Hakim Eko kemudian menetapkan jadwal sidang dengan agenda putusan sebelum mengetuk palu.

"Sidang selanjutnya ditunda sampai dengan hari Senin, tanggal 23 Desember 2024, jam 10 pagi dengan acara putusan," tambahnya.

Sebelumnya, jaksa menuntut Harvey Moeis dengan hukuman penjara selama 12 tahun dan denda sebesar Rp 1 miliar, subsidair 1 tahun kurungan.

Selain itu, ia juga dibebankan biaya uang pengganti sebesar Rp 210 miliar.

Jaksa menilai bahwa Harvey terbukti secara sah dan meyakinkan melakukan tindak pidana korupsi secara bersama-sama dengan eks Direktur PT Timah Tbk, Mochtar Riza Pahlevi Tabrani, serta para bos perusahaan smelter swasta.

“Menjatuhkan pidana terhadap terdakwa Harvey Moeis dengan pidana penjara selama 12 tahun, dikurangkan sepenuhnya dengan lamanya terdakwa dalam tahanan dengan perintah tetap dilakukan penahanan di rutan,” ungkap jaksa.

Dalam perkara ini, negara diduga mengalami kerugian keuangan hingga Rp 300 triliun.

Harvey Moeis didakwa melakukan tindak pidana pencucian uang (TPPU) dari penerimaan uang sebesar Rp 420 miliar yang berasal dari hasil tindak pidana korupsi.

Harvey, yang merupakan perpanjangan tangan PT Refined Bangka Tin (RBT), bersama dengan eks Direktur Utama PT Timah, Mochtar Riza Pahlevi Tabrani, diduga mengakomodasi kegiatan pertambangan liar di wilayah Izin Usaha Pertambangan (IUP) PT Timah untuk meraih keuntungan.

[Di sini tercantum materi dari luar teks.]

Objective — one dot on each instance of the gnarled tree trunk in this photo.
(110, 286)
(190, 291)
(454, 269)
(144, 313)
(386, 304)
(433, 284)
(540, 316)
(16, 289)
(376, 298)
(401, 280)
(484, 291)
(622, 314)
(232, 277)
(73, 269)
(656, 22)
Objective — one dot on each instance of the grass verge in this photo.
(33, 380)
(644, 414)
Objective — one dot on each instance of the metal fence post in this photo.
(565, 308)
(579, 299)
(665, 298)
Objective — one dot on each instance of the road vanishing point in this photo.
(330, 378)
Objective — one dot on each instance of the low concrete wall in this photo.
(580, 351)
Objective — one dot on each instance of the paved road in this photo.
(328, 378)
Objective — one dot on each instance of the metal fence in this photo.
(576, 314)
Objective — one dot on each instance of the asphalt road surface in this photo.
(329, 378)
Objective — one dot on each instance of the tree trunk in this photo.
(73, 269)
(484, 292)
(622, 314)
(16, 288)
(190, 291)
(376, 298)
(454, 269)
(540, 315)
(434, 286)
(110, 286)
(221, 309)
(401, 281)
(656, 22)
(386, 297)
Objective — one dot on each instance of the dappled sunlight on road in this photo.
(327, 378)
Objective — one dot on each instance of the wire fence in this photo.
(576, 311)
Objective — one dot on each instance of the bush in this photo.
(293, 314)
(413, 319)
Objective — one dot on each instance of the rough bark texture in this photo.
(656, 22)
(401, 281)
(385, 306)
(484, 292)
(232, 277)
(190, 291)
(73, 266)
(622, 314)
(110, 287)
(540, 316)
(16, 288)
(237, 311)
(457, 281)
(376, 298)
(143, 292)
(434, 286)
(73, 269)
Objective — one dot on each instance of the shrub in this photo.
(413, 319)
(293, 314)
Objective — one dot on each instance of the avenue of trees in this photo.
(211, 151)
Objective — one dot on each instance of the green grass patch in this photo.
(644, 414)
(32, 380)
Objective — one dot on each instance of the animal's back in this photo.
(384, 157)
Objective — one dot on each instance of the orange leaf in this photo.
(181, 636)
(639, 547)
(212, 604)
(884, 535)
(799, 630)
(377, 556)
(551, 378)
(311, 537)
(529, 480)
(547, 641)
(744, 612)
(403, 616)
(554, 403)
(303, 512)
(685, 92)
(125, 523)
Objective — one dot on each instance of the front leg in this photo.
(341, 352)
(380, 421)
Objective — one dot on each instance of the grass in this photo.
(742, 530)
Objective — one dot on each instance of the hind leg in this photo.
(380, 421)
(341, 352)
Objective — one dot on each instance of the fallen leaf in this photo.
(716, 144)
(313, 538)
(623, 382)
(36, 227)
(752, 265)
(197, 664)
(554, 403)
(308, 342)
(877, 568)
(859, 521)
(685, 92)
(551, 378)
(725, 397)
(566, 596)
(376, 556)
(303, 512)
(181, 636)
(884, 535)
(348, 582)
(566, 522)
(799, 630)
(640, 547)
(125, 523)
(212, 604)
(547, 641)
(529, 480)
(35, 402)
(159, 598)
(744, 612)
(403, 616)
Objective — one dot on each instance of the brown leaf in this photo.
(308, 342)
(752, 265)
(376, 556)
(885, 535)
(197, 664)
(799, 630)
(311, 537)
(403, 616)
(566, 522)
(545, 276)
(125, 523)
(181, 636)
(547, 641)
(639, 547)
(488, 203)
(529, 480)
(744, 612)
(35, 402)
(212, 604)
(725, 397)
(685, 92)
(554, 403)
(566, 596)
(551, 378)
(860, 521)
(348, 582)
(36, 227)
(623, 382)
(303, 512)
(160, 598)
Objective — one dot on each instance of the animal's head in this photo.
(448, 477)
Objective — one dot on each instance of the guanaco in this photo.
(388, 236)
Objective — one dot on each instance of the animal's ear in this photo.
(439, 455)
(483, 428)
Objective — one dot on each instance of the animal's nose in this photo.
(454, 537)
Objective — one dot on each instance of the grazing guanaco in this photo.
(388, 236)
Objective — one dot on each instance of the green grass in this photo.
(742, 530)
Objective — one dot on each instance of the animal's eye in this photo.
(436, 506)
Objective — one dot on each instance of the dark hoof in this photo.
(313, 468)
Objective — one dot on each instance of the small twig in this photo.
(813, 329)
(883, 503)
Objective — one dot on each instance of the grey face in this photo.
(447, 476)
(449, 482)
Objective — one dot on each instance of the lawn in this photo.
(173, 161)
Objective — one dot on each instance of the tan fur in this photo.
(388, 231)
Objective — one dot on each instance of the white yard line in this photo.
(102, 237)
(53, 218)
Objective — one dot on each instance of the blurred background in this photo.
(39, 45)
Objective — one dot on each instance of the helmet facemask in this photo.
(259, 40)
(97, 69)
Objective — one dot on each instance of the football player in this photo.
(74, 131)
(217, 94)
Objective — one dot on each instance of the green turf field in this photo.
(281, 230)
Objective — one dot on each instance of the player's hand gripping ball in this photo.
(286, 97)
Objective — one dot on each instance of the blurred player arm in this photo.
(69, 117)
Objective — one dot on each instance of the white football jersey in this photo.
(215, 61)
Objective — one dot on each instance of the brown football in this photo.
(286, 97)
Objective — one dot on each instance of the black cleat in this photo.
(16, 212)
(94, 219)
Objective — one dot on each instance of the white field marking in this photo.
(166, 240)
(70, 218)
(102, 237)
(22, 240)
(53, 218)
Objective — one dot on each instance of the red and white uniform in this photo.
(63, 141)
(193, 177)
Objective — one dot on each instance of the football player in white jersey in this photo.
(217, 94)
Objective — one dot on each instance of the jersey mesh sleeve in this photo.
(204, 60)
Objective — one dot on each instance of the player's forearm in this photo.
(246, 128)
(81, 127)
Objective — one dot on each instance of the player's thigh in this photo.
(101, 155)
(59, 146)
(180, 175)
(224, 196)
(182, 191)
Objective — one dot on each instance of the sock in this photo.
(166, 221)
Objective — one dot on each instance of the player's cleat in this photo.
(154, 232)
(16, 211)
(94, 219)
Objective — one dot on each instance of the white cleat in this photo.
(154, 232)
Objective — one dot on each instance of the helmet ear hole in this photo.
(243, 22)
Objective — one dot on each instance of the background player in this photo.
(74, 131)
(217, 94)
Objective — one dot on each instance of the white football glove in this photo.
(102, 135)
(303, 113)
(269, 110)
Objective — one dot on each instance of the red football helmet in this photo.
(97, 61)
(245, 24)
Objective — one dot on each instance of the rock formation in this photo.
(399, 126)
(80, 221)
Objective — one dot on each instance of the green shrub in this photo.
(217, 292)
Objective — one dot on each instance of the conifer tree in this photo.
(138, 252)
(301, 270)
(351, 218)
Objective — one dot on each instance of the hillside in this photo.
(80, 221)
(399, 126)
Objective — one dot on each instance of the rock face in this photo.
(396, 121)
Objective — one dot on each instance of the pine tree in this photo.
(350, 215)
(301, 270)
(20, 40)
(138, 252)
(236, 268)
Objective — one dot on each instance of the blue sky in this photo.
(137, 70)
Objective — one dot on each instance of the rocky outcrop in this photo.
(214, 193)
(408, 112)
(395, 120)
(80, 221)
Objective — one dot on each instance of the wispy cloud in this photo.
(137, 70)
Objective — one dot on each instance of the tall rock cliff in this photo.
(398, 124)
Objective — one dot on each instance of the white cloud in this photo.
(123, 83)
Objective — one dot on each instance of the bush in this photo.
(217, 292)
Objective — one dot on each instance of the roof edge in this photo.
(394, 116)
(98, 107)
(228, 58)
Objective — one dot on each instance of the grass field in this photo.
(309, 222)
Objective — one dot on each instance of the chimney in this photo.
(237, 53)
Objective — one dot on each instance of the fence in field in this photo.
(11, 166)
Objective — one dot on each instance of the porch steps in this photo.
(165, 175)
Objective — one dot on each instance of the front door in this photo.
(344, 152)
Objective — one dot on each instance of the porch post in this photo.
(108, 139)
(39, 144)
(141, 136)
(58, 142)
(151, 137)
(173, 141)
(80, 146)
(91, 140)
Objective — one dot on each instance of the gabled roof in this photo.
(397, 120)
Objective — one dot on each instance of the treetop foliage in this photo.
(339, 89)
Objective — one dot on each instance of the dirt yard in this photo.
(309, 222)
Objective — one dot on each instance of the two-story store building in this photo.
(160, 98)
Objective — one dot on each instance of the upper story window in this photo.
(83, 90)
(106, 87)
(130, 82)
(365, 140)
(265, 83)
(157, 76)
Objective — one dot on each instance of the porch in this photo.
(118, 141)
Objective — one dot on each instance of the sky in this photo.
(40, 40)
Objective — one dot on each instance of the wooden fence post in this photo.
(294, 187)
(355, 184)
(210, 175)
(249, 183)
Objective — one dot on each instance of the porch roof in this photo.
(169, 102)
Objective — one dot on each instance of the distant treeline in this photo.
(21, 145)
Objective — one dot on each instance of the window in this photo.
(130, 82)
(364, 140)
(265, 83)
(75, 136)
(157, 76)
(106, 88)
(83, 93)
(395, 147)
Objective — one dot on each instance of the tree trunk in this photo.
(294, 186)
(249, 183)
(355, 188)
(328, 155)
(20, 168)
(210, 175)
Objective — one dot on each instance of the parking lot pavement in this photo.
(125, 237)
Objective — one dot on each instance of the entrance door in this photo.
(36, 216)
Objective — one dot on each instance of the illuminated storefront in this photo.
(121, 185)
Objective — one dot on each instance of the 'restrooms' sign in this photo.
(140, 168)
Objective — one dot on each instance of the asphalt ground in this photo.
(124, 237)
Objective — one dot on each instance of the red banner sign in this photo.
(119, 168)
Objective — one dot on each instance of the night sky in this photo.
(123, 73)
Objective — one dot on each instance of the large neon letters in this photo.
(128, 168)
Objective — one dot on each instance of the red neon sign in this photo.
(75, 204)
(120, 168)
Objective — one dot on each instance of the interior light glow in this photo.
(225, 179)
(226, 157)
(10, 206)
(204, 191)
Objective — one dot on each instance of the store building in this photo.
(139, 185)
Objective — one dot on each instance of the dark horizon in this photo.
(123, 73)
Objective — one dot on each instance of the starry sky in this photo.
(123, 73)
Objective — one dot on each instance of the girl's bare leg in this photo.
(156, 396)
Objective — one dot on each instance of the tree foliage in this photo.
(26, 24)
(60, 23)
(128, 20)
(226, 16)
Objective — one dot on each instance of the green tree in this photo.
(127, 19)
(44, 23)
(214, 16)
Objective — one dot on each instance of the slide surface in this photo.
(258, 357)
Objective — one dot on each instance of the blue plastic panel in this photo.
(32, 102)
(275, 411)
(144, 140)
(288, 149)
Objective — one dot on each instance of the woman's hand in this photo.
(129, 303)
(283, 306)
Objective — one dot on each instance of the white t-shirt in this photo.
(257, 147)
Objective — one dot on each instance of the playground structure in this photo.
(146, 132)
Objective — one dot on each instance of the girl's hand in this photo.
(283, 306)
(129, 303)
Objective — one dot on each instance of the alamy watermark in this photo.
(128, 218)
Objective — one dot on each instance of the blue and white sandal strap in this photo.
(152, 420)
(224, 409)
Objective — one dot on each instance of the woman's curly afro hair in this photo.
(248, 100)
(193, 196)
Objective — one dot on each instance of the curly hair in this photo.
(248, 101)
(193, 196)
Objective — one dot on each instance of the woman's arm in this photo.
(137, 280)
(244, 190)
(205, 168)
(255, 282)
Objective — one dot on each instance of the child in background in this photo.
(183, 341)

Harvey menghubungi Mochtar untuk mengakomodasi kegiatan pertambangan liar tersebut, dan setelah beberapa kali pertemuan, mereka sepakat untuk menutupi kegiatan akomodasi itu dengan sewa-menyewa peralatan pengolahan peleburan timah.

Selanjutnya, Suami Sandra Dewi ini menghubungi beberapa smelter, seperti PT SIP, CV VIP, PT SPS, dan PT TIN, untuk berpartisipasi dalam kegiatan tersebut, dengan meminta pihak smelter menyisihkan sebagian dari keuntungan yang dihasilkan.

Keuntungan itu kemudian diserahkan kepada Harvey seolah-olah sebagai dana Corporate Social Responsibility (CSR) yang difasilitasi oleh Manager PT QSE, Helena Lim.

Dari perbuatan melawan hukum ini, Harvey Moeis bersama Helena Lim disebut menikmati uang negara sebesar Rp 420 miliar.

“Memperkaya terdakwa Harvey Moeis dan Helena Lim setidak-tidaknya Rp 420.000.000.000,” papar jaksa.

Harvey Moeis didakwa melanggar Pasal 2 Ayat (1) dan Pasal 3 jo Pasal 18 Undang-Undang (UU) Nomor 31 Tahun 1999 tentang Pemberantasan Tindak Pidana Korupsi, serta Pasal 55 Ayat (1) ke-1 KUHP dan Pasal 3 UU Tahun 2010 tentang TPPU.